If you're using a local shell, then create local authentication credentials for your user account:
```
gcloud auth application-default login
```
You don't need to do this if you're using Cloud Shell.

此外，请确保您已安装客户端库。

对本地文件执行流式语音识别

以下是对本地音频文件执行流式语音识别的示例。数据流请求中发送的音频不得超过 25 KB。此限制适用于初始 StreamingRecognize 请求和数据流中每一条消息的大小。
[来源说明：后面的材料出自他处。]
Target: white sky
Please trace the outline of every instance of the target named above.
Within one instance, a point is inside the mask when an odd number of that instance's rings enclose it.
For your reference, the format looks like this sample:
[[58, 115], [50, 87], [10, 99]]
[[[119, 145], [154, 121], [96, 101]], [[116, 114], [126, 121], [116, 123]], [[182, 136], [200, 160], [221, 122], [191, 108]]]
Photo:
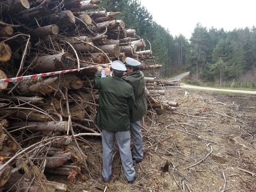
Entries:
[[225, 31], [256, 26], [256, 0], [140, 0], [155, 21], [174, 36], [187, 38], [200, 22]]

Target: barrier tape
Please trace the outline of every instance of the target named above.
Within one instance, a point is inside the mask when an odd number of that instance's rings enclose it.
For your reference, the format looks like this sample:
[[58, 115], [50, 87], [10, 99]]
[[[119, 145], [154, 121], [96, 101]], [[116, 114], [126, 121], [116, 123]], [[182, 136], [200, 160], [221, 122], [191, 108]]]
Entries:
[[82, 68], [79, 68], [79, 69], [70, 69], [70, 70], [67, 70], [59, 71], [58, 72], [45, 72], [44, 73], [37, 74], [35, 75], [22, 76], [17, 77], [13, 77], [13, 78], [8, 78], [8, 79], [0, 79], [0, 83], [16, 82], [17, 81], [22, 81], [23, 80], [26, 80], [28, 79], [37, 79], [39, 77], [45, 77], [47, 76], [51, 76], [51, 75], [57, 75], [59, 74], [65, 73], [67, 72], [79, 72], [80, 70], [83, 70], [85, 69], [92, 68], [95, 67], [98, 67], [100, 66], [110, 64], [111, 63], [106, 63], [106, 64], [100, 64], [100, 65], [97, 65], [90, 66], [89, 67], [83, 67]]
超出此限制时，系统会抛出错误。

Python

import os

from google.cloud.speech_v2 import SpeechClient
from google.cloud.speech_v2.types import cloud_speech as cloud_speech_types

PROJECT_ID = os.getenv("GOOGLE_CLOUD_PROJECT")
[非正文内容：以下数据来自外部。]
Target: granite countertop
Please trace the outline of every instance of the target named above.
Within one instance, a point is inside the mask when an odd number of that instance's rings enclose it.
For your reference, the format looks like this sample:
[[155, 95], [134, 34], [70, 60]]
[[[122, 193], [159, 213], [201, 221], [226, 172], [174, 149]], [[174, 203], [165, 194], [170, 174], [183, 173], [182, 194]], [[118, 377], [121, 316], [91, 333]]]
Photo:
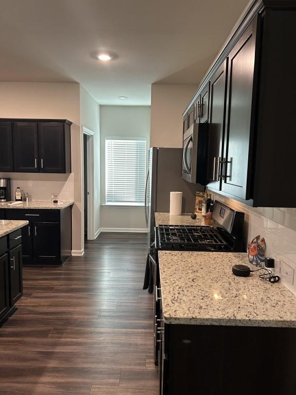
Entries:
[[[238, 277], [246, 253], [158, 252], [166, 324], [296, 328], [296, 297], [280, 282]], [[263, 272], [263, 271], [262, 271]]]
[[26, 226], [28, 223], [28, 221], [0, 220], [0, 237], [3, 237], [11, 232], [14, 232], [14, 230]]
[[74, 202], [63, 202], [61, 204], [53, 203], [48, 200], [31, 200], [28, 203], [23, 202], [21, 204], [9, 204], [11, 202], [5, 202], [0, 203], [0, 208], [26, 208], [39, 209], [46, 210], [61, 210], [74, 204]]
[[204, 225], [203, 217], [201, 213], [197, 214], [196, 219], [193, 220], [190, 214], [181, 216], [170, 216], [169, 212], [155, 213], [156, 226], [159, 225]]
def transcribe_streaming_v2(
    stream_file: str,
) -> cloud_speech_types.StreamingRecognizeResponse:
    """Transcribes audio from an audio file stream using Google Cloud Speech-to-Text API.
    Args:
        stream_file (str): Path to the local audio file to be transcribed.
            Example: "resources/audio.wav"
    Returns:
        list[cloud_speech_types.StreamingRecognizeResponse]: A list of objects.
            Each response includes the transcription results for the corresponding audio segment.
    """
    # Instantiates a client
    client = SpeechClient()

    # Reads a file as bytes
    with open(stream_file, "rb") as f:
        audio_content = f.read()

    # In practice, stream should be a generator yielding chunks of audio data
    chunk_length = len(audio_content) // 5
    stream = [
        audio_content[start : start + chunk_length]
        for start in range(0, len(audio_content), chunk_length)
    ]
    audio_requests = (
        cloud_speech_types.StreamingRecognizeRequest(audio=audio) for audio in stream
    )

    recognition_config = cloud_speech_types.RecognitionConfig(
        auto_decoding_config=cloud_speech_types.AutoDetectDecodingConfig(),
        language_codes=["en-US"],
        model="long",
    )
    streaming_config = cloud_speech_types.StreamingRecognitionConfig(
        config=recognition_config
    )
    config_request = cloud_speech_types.StreamingRecognizeRequest(
        recognizer=f"projects/{PROJECT_ID}/locations/global/recognizers/_",
        streaming_config=streaming_config,
    )

    def requests(config: cloud_speech_types.RecognitionConfig, audio: list) -> list:
        yield config
        yield from audio

    # Transcribes the audio into text
    responses_iterator = client.streaming_recognize(
        requests=requests(config_request, audio_requests)
    )
    responses = []
    for response in responses_iterator:
        responses.append(response)
        for result in response.results:
            print(f"Transcript: {result.alternatives[0].transcript}")

    return responses

虽然您可以将本地音频文件流式传输到 Speech-to-Text API，但建议您执行同步音频识别。

清理

为避免因本页中使用的资源导致您的 Google Cloud 账号产生费用，请按照以下步骤操作。

Optional: Revoke the authentication credentials that you created, and delete the local credential file.
```
gcloud auth application-default revoke
```
Optional: Revoke credentials from the gcloud CLI.
```
gcloud auth revoke
```

控制台

In the Google Cloud console, go to the Manage resources page.

Go to Manage resources

In the project list, select the project that you want to delete, and then click Delete.

In the dialog, type the project ID, and then click Shut down to delete the project.

gcloud

Delete a Google Cloud project:

gcloud projects delete PROJECT_ID

后续步骤

请参阅参考文档了解流式识别。
练习转写短音频文件。
了解如何转录长音频文件。
使用 Chirp 转录音频文件。
如需了解关于最佳性能、准确度和其他方面的提示，请参阅最佳实践文档。